Last Sunday's opening instalment of BBC1's adaptation of Michael Dibdin's Aurelio Zen books, about an incorruptible detective in Rome – perhaps the incorruptible detective in Rome – got careful scrutiny in our house, because we'd only just come back from three days in the Eternal City. "That's where we had the ice creams," went up the cry, causing far more excitement than Zen (Rufus Sewell) being followed by a sinister fellow on a motorbike.
Our short holiday differed markedly from my last trip to Rome, inter-railing round Europe with my schoolfriend Mark in the summer of 1982. Chatting up 19-year-old American girls was obviously a no-no this time. Moreover, Jane and the children had never been to Rome before, so we were eager to cram in as much culture, as much history, and as much fettuccine, as we could.
Even so, I wasn't expecting the Sistine Chapel to feature. When we arrived mid-morning in St Peter's Square, the queue to get into the Vatican was about half-a-mile long, the kind of queue that my kids would contemplate standing in only if there was a really good rollercoaster ride at the end of it, or perhaps an opportunity to meet Matt Cardle from The X Factor. And although we were approached by any number of English-speaking guides promising tours which, for €45 a head (€35 for under-16s), would get us out of queuing, my instinct on such occasions is always to assume that I'm about to be ripped off.
In the end, though, we decided to dig deep, very deep, and take the tour option. I'd seen the Sistine Chapel and so had my mother, who was also with us, but when would the others next be in Rome? I suppose it could have gone either way, but it turned out to be the best €250 I've ever spent. Our guide was a chirpy Londoner called Luke Mullinger, who fed us all the standard stats (to spend one minute looking at each piece of art on show in the Vatican Museum would take 11 years), but also managed to weave Dan Brown and even, to my older son's delight, Pulp Fiction into the narrative. He turned what could have been a grim experience (cramming into the Vatican's halls reminded of me of fighting for elbow space on packed football terraces in the 1970s) into an enthralling one, and actually made a virtue of the crush, by showing us in the mobbed Sistine Chapel how to apply Alexander the Great's principles of warfare to a stony-faced Russian tour group bearing down on us.
Alexander taught his soldiers to deal with charging chariots by forming channels, through which the enemy would pass harmlessly. We did the same to the Russians. My sons loved that, indeed it's just possible that my younger boy will remember the Sistine Chapel for Alexander the Great's battle nous, which is not what Michelangelo had in mind at all.
As for what Michelangelo did have in mind, Luke explained it superbly, pausing only during the frequent demands, thunderously delivered in six languages over the loudspeaker system, for hush. I was prepared, almost 30 years after my last visit, to be underwhelmed by the Sistine Chapel, but it fair took my breath away, and not just because of the chubby middle-aged woman from New Jersey jammed up against me.

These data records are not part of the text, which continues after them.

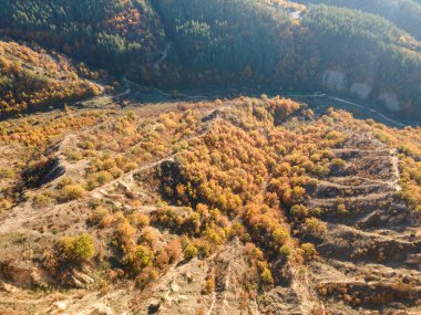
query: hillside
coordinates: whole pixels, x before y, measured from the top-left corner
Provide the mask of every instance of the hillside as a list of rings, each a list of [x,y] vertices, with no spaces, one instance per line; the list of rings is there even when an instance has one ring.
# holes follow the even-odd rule
[[[84,99],[101,88],[63,56],[0,41],[0,117]]]
[[[4,0],[0,28],[142,84],[322,90],[420,118],[420,43],[382,14],[288,1],[85,2]]]
[[[266,96],[0,128],[0,309],[421,309],[419,128]]]
[[[421,314],[421,0],[0,0],[0,315]]]
[[[311,0],[297,2],[309,4],[329,4],[337,7],[346,7],[373,13],[386,18],[387,20],[397,24],[400,29],[408,31],[418,40],[421,40],[421,3],[417,0]]]

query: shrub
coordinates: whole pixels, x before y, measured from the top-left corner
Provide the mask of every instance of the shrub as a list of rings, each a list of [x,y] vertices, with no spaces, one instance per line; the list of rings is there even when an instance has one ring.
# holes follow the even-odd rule
[[[287,246],[287,245],[283,245],[280,249],[279,249],[279,254],[284,258],[289,258],[291,254],[292,254],[292,250],[291,248]]]
[[[107,228],[115,221],[110,210],[103,207],[96,208],[88,219],[88,222],[100,228]]]
[[[62,202],[68,202],[68,201],[76,200],[81,198],[84,193],[85,193],[85,190],[83,189],[82,186],[80,186],[79,183],[72,183],[72,185],[64,186],[61,189],[61,196],[59,197],[59,199]]]
[[[34,206],[38,206],[38,207],[43,207],[51,202],[52,202],[52,199],[44,193],[39,193],[35,197],[33,197],[33,203]]]
[[[271,286],[274,285],[274,277],[271,275],[271,272],[268,267],[264,267],[260,273],[260,280],[263,282],[264,286]]]
[[[88,233],[75,238],[62,238],[57,243],[59,260],[62,262],[86,263],[95,255],[93,239]]]
[[[332,167],[336,167],[336,168],[345,167],[346,164],[347,162],[342,160],[341,158],[333,158],[331,161]]]
[[[304,204],[296,204],[291,208],[291,216],[296,219],[296,220],[300,220],[300,219],[304,219],[308,216],[308,210],[307,210],[307,207],[304,206]]]
[[[192,260],[194,259],[195,256],[197,256],[197,248],[193,244],[188,244],[185,249],[184,249],[184,258],[186,260]]]
[[[326,233],[327,224],[317,218],[308,218],[304,223],[304,230],[312,237],[321,237]]]
[[[312,259],[315,259],[317,256],[316,248],[311,243],[302,243],[301,244],[301,250],[302,250],[304,258],[307,261],[310,261],[310,260],[312,260]]]

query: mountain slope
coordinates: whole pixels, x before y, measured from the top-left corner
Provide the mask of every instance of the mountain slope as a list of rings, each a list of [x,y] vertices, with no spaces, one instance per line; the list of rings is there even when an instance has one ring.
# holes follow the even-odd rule
[[[420,115],[420,44],[379,15],[286,1],[41,2],[6,1],[3,33],[153,85],[325,90]]]
[[[305,4],[329,4],[336,7],[346,7],[349,9],[357,9],[373,13],[397,24],[400,29],[408,31],[418,40],[421,39],[421,3],[413,0],[311,0],[311,1],[296,1]]]
[[[420,311],[419,128],[265,96],[0,127],[3,308]]]
[[[0,41],[0,117],[86,98],[100,87],[81,80],[63,56]]]

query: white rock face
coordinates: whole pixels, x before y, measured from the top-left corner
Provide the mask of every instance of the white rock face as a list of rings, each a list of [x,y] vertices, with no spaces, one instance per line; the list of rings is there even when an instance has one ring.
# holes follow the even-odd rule
[[[351,93],[361,99],[366,99],[370,95],[371,90],[372,87],[366,83],[353,83],[351,86]]]
[[[326,70],[322,75],[322,85],[330,90],[343,90],[346,73],[336,70]]]
[[[383,101],[386,107],[392,112],[398,112],[401,109],[400,102],[396,93],[383,92],[379,95],[379,99]]]

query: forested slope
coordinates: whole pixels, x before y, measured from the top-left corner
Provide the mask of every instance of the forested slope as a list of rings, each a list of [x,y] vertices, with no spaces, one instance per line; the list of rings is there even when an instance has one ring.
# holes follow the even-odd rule
[[[297,2],[346,7],[378,14],[417,39],[421,39],[421,2],[419,0],[297,0]]]
[[[64,57],[0,41],[0,117],[63,106],[99,92],[97,86],[80,78]]]
[[[60,49],[95,66],[148,76],[163,29],[147,1],[0,1],[3,33]]]

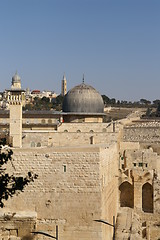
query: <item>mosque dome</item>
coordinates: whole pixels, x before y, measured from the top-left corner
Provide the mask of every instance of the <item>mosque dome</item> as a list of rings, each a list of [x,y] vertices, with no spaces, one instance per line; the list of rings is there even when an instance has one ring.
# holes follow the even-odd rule
[[[16,72],[15,75],[12,77],[12,84],[20,83],[20,82],[21,82],[21,78],[20,78],[20,76]]]
[[[83,82],[64,96],[62,109],[72,113],[103,113],[104,103],[101,95]]]

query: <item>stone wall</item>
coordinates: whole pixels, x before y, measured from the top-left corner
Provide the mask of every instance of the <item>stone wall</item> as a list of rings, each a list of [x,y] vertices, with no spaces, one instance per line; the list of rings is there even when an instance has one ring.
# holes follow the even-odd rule
[[[56,131],[23,131],[22,144],[29,147],[79,146],[85,144],[106,144],[115,142],[117,133],[96,132],[56,132]]]
[[[112,221],[116,215],[116,152],[116,147],[107,146],[14,149],[14,168],[10,165],[9,171],[32,170],[38,179],[9,199],[6,208],[37,212],[37,230],[54,235],[58,225],[60,239],[111,239],[113,229],[107,229],[109,237],[104,237],[106,228],[94,219]]]
[[[160,127],[125,127],[124,142],[160,142]]]

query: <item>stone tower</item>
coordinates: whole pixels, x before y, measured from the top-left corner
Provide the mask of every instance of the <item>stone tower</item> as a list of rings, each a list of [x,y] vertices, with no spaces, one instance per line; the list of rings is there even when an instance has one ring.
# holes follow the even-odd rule
[[[61,95],[64,96],[67,93],[67,80],[65,77],[65,74],[63,75],[63,79],[62,79],[62,89],[61,89]]]
[[[16,73],[12,77],[11,89],[8,91],[8,102],[10,109],[10,137],[12,146],[22,147],[22,102],[24,91],[21,89],[21,79]]]

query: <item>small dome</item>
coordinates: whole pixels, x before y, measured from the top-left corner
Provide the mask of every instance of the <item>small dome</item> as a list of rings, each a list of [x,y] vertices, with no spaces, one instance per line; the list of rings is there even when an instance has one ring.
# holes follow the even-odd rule
[[[82,83],[68,91],[62,109],[63,112],[103,113],[104,103],[93,87]]]
[[[20,83],[20,82],[21,82],[20,76],[18,76],[18,74],[15,73],[15,75],[12,77],[12,84],[13,83]]]

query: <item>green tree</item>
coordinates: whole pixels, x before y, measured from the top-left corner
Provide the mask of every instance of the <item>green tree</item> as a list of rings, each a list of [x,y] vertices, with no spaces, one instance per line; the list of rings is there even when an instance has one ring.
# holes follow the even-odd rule
[[[23,176],[15,176],[7,173],[5,168],[8,161],[12,161],[13,151],[4,146],[0,146],[0,207],[4,207],[4,201],[9,197],[13,197],[14,194],[23,192],[24,187],[30,182],[33,182],[38,175],[28,172]]]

It later occurred to me, incidentally, that she might have been one of the doe-eyed teenagers Mark and I chatted up at the youth hostel in 1982. Of course, she'd never have recognised me, either. There's nothing like a visit to the Vatican to remind you that only the folk represented in paint and marble are ageless.
Like my favourite tipples, I mix better with age
On New Year's Eve, back in Herefordshire, I waved my older children off to parties with an enjoinder not to mix their drinks. A few hours later I was sitting replete at a friend's dinner table, having enjoyed sparkling wine, sweet wine, dry white, fruity red and home-made damson gin, but at least I can say that I savoured the taste of everything I imbibed. And I'm in my late forties, not my late teens, so I'm allowed.
The faint fumes of hypocrisy do rise, though. Last night, it struck me that of the many well-known people I have interviewed down the years, the handful who are enduring friends became so because we got squiffy together at first encounter.
The thought struck because I was watching Alan Bleasdale's brilliant drama, The Sinking Of The Laconia, and Alan has remained a pal ever since he and I, in the course of a long interview, shifted several bottles of wine and, if hazy memory serves, possibly a few vodkas as well, 15 years or so ago. But even had there been no sinking of the sauvignon blanc, The Sinking Of The Laconia would still, in my estimation, be brilliant.
A farcical carry-on along the Via Veneto
Returning to Rome, it always cheers me on the Continent to spot the iffy use of English. We ate at one restaurant which on its menu boasted "chiarezza, trasparenza e impegno" and I'm sure that Italians would be more attracted by those virtues than would English-speakers by "clearness, limpidity and effort".
Best of all, though, was a chic children's clothes shop on the elegant Via Veneto called Carry-On. That must sound stylish to Italians. Little do they know that to us it evokes Charles Hawtrey and Hattie Jacques.